Annals of Neurology 2003 (Dec); 54 (6): 781–789
Daniel C. Lu MD, PhD Gideon M. Shaked PhD Eliezer Masliah MD Dale E. Bredesen MD Edward H. Koo MD
Department of Neurosciences,
University of California-San Diego,
9500 Gilman Drive,
Mail Code 0691, La Jolla, CA 92093-0691, USA.
The amyloid-beta protein precursor, a type 1 transmembrane protein, gives rise to the amyloid beta-protein, a neurotoxic peptide postulated to be involved in the pathogenesis of Alzheimer's disease.
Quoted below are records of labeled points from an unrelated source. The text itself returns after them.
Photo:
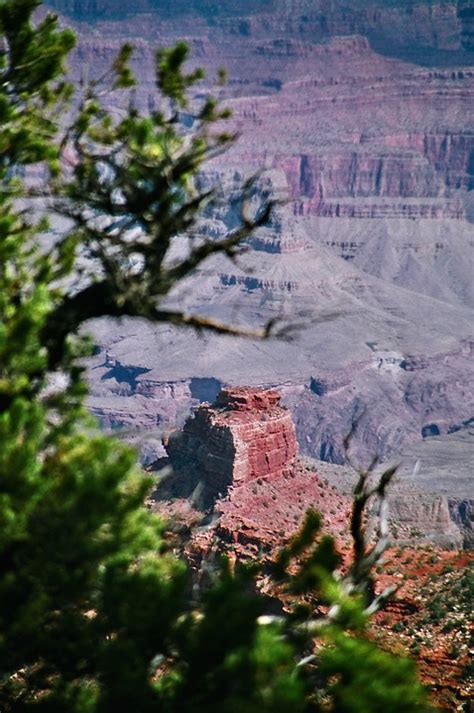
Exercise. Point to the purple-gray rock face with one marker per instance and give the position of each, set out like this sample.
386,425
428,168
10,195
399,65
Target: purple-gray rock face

Here, we show that soluble amyloid beta protein accelerates amyloid precursor protein complex formation, a process that contributes to neuronal cell death. The mechanism of cell death involves the recruitment of caspase-8 to the complex, followed by intracytoplasmic caspase cleavage of amyloid precursor protein. In vivo, the levels of soluble amyloid beta protein correlated with caspase-cleaved fragments of the amyloid precursor protein in brains of Alzheimer's disease subjects. These findings suggest that soluble amyloid beta protein-induced multimerization of the amyloid precursor protein may be another mechanism by which amyloid beta protein contributes to synapse loss and neuronal cell death seen in Alzheimer's disease.